Odgers’ position is grounded in longitudinal research she has led since 2008, tracking thousands of 10-to-14-year-olds through phone data, school records, and sleep metrics. She reports that while depressed girls tend to use social media more, social media use does not predict later depression. Instead, she points to parental overdose deaths—more than doubling between 2011 and 2021—and caregivers’ mental health as stronger predictors of child outcomes.

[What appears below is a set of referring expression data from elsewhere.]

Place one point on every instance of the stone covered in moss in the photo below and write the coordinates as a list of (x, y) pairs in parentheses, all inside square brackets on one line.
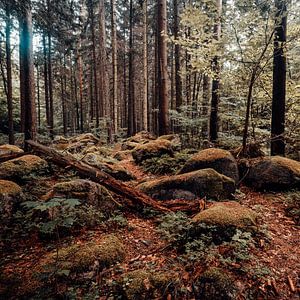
[(9, 149), (91, 192), (228, 214), (206, 182), (215, 284), (24, 166), (273, 173), (152, 149), (220, 160), (10, 196), (78, 258), (142, 284), (109, 166)]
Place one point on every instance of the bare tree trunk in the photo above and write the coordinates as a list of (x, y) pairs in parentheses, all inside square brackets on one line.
[(162, 68), (9, 78), (279, 81), (26, 57), (215, 96), (114, 65), (145, 59)]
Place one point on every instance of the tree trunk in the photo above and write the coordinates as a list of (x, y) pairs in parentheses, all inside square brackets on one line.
[(114, 66), (279, 80), (26, 57), (9, 78), (162, 68), (215, 96), (145, 64)]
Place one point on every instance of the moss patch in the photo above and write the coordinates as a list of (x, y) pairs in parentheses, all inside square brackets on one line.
[(24, 166), (227, 214)]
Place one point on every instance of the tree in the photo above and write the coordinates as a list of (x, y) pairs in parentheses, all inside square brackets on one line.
[(26, 57), (279, 80), (162, 78)]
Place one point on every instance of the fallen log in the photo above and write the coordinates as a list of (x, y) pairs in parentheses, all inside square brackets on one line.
[(137, 197)]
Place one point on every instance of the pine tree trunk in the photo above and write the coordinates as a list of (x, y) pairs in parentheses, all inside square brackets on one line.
[(162, 68), (9, 78), (215, 96), (279, 81), (26, 57)]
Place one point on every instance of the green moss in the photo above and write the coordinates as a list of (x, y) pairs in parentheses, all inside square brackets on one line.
[(226, 214), (82, 257)]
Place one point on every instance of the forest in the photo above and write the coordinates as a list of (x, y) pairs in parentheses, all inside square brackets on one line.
[(149, 149)]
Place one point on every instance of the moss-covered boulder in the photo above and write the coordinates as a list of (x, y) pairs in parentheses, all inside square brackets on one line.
[(87, 191), (201, 183), (25, 166), (142, 284), (272, 173), (108, 165), (10, 197), (9, 149), (215, 284), (79, 258), (152, 149), (228, 214), (220, 160)]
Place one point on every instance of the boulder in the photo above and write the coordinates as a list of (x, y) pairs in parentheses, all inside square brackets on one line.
[(22, 167), (201, 183), (152, 149), (82, 257), (220, 160), (228, 214), (109, 166), (90, 192), (215, 284), (9, 149), (272, 173), (10, 197)]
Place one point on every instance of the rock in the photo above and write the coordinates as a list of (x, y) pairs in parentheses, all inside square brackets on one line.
[(9, 149), (201, 183), (215, 284), (82, 257), (228, 214), (90, 193), (142, 284), (272, 173), (108, 166), (152, 149), (25, 166), (10, 197), (220, 160)]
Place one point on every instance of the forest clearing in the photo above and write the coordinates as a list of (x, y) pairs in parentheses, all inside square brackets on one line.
[(149, 149)]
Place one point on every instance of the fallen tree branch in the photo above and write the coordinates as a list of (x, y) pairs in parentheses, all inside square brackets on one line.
[(137, 197)]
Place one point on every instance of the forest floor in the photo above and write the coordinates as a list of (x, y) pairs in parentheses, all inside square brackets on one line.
[(270, 272)]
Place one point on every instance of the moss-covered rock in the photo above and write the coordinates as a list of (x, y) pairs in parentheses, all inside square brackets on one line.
[(10, 197), (215, 284), (152, 149), (91, 193), (9, 149), (272, 173), (206, 182), (220, 160), (79, 258), (142, 284), (228, 214), (109, 166), (25, 166)]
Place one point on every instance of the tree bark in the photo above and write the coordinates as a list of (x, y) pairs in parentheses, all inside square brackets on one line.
[(162, 68), (279, 80), (139, 199), (26, 57), (9, 77)]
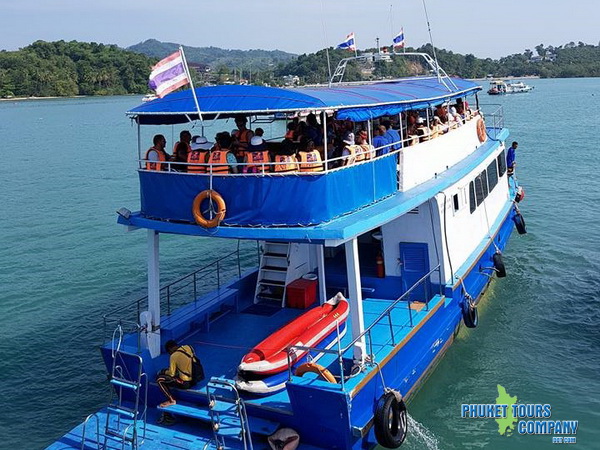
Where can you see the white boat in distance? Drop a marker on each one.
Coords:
(500, 87)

She also challenges the assumption that banning teens from social platforms will improve their mental health, noting that no study has tested whether such bans yield measurable benefits. Odgers warns that bans could push teens toward less regulated corners of the internet and allow platforms to avoid accountability. Her alternative proposal is to tax social platforms and invest the proceeds in adult-facing services such as school counselors, drop-in centers, and digital mental health services.
Odgers’ critique arrives as multiple Western democracies move toward restricting children’s access to social media. Australia, Brazil, Indonesia, Malaysia, France, the United Kingdom, Denmark, and Slovenia have enacted or are preparing measures that typically bar users under 15 or 16 from platforms including TikTok, Instagram, Facebook, YouTube, and X. These moves reflect growing concern over child safety, mental health harms, and algorithmic influence, even as Odgers’ research suggests the causal link between social media and teen mental health remains unproven.